Border Unit 708 commander Long Samnang told The Post on Sunday that last Thursday, some 30 armed Thai soldiers entered the area with machetes and cut down nearly 3ha of cassava belonging to Cambodian residents along the border in Thma Puok district’s Kouk Romiet commune.

“The area is a white zone and the Thai authorities told us not to grow cassava there, but Cambodian residents have been doing so anyway.

“On July 6, the regional military personnel are set to meet for talks and we’ll coordinate with the Thai side to solve the problem,” he said.

Brigadier General Ek Sam Oun, the deputy Infantry Unit commander and the commander of Military Region 5, confirmed on Monday that the Thai soldiers had cut down the cassava along the border but could not confirm if the site was in Thailand or Cambodia or what area of land was involved.

“Our Military Region 5 and Border Unit 503 are going to meet face to face to discuss the matter with the Thai battalion tomorrow [Tuesday].

“Our first thought is that the land belongs to Cambodia. But wait until tomorrow, we’ll discuss it and then we’ll know results,” he said.

However, a local media outlet quoted deputy Military Region 5 commander Major General Chhun Mao on Saturday evening as saying that on Thursday afternoon a group of armed, black-clad frontier guards and soldiers used machetes to cut down Cambodian residents’ cassava between Poles 36 and 37 along the border in Thma Puok district’s Kouk Romiet commune.

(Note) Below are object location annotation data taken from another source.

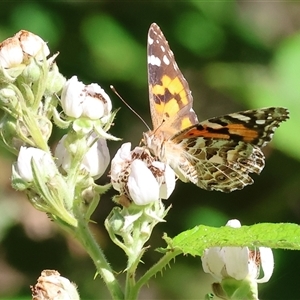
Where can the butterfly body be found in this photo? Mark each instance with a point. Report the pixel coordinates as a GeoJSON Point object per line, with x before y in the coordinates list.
{"type": "Point", "coordinates": [216, 154]}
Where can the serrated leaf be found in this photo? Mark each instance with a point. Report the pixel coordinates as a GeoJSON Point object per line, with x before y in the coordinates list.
{"type": "Point", "coordinates": [196, 240]}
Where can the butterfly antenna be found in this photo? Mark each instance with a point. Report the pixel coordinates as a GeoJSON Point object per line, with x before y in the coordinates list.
{"type": "Point", "coordinates": [115, 91]}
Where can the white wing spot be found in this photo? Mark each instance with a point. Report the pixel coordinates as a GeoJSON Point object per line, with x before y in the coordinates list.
{"type": "Point", "coordinates": [241, 117]}
{"type": "Point", "coordinates": [260, 122]}
{"type": "Point", "coordinates": [154, 60]}
{"type": "Point", "coordinates": [166, 60]}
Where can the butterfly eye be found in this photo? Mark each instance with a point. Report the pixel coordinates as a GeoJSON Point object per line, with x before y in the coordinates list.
{"type": "Point", "coordinates": [221, 177]}
{"type": "Point", "coordinates": [233, 174]}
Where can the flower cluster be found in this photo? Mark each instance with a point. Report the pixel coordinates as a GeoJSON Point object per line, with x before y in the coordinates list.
{"type": "Point", "coordinates": [31, 90]}
{"type": "Point", "coordinates": [237, 269]}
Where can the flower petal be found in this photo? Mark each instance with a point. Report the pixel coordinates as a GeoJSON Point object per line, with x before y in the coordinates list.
{"type": "Point", "coordinates": [142, 185]}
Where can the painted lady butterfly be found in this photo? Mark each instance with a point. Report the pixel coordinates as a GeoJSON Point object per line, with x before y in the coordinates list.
{"type": "Point", "coordinates": [216, 154]}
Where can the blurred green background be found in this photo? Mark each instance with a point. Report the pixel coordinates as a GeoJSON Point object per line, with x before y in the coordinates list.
{"type": "Point", "coordinates": [235, 56]}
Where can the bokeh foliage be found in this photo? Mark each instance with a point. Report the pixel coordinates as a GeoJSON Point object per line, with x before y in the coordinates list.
{"type": "Point", "coordinates": [235, 56]}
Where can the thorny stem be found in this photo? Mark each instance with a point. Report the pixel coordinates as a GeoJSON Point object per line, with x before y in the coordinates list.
{"type": "Point", "coordinates": [85, 237]}
{"type": "Point", "coordinates": [158, 267]}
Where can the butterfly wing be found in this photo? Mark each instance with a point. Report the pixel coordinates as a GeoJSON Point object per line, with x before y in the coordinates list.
{"type": "Point", "coordinates": [169, 94]}
{"type": "Point", "coordinates": [219, 153]}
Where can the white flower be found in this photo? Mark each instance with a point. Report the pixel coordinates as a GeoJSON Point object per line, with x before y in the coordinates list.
{"type": "Point", "coordinates": [238, 262]}
{"type": "Point", "coordinates": [142, 185]}
{"type": "Point", "coordinates": [139, 177]}
{"type": "Point", "coordinates": [95, 161]}
{"type": "Point", "coordinates": [42, 159]}
{"type": "Point", "coordinates": [15, 50]}
{"type": "Point", "coordinates": [80, 100]}
{"type": "Point", "coordinates": [51, 285]}
{"type": "Point", "coordinates": [32, 44]}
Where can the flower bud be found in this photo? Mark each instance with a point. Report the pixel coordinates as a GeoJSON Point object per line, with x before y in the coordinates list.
{"type": "Point", "coordinates": [80, 100]}
{"type": "Point", "coordinates": [139, 177]}
{"type": "Point", "coordinates": [32, 44]}
{"type": "Point", "coordinates": [51, 285]}
{"type": "Point", "coordinates": [41, 158]}
{"type": "Point", "coordinates": [55, 81]}
{"type": "Point", "coordinates": [238, 268]}
{"type": "Point", "coordinates": [95, 160]}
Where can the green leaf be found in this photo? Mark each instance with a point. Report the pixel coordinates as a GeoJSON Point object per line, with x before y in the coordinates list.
{"type": "Point", "coordinates": [196, 240]}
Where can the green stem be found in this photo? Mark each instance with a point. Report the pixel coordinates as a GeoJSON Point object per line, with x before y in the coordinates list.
{"type": "Point", "coordinates": [85, 237]}
{"type": "Point", "coordinates": [158, 267]}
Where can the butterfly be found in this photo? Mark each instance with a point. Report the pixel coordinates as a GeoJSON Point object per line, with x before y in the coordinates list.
{"type": "Point", "coordinates": [216, 154]}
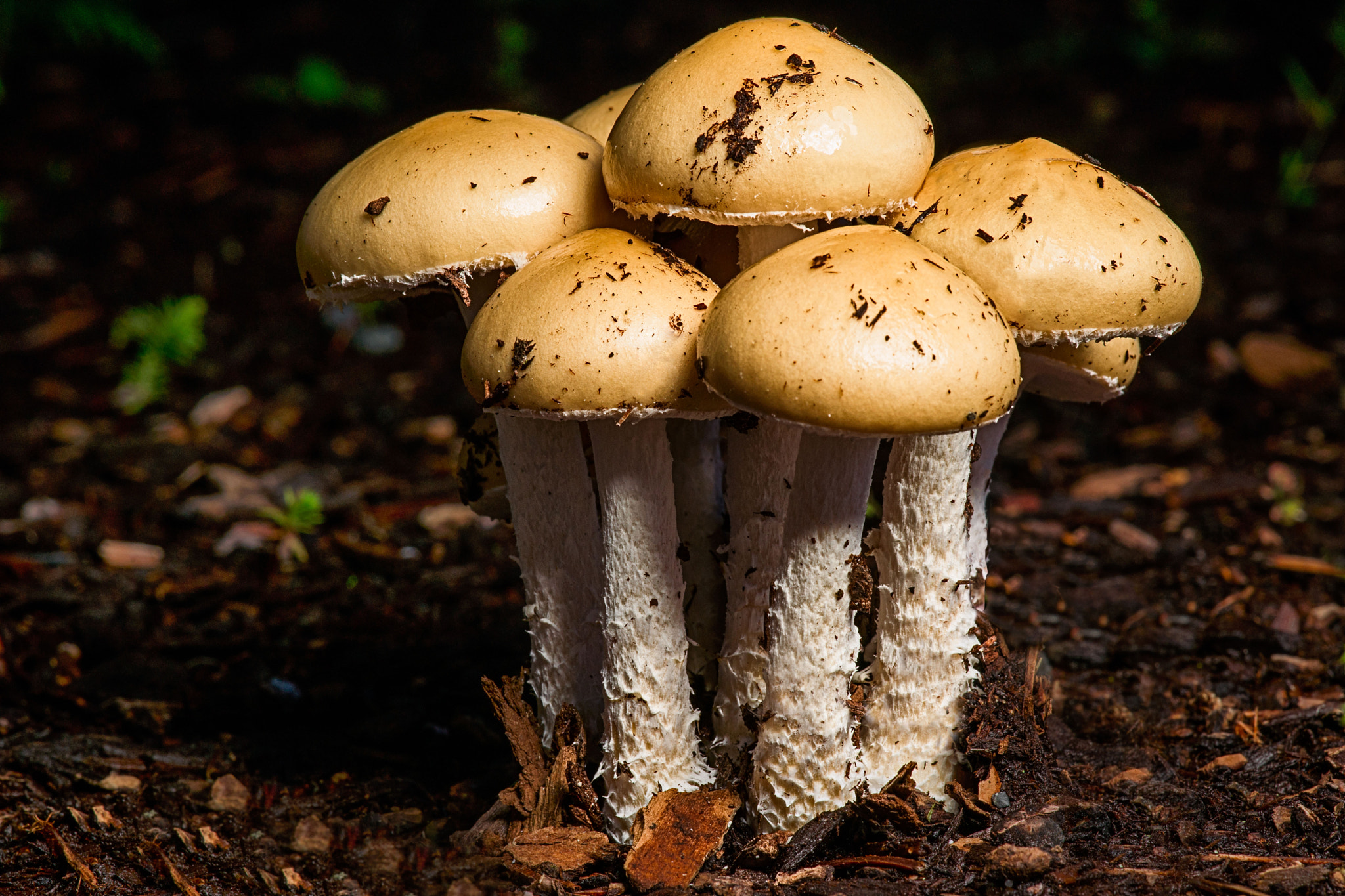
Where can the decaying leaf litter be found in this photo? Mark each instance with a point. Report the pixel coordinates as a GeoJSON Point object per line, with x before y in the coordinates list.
{"type": "Point", "coordinates": [1161, 704]}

“Once we knew that the Thai soldiers had entered the area secretly to cut down the residents’ cassava, military forces protecting our territorial integrity along the border immediately intervened and stopped them because the cassava was being cultivated on Cambodian territory,” he said.

Mao said the military’s Global Positioning System (GPS) showed that the Thai soldiers had destroyed the cassava on Cambodian territory.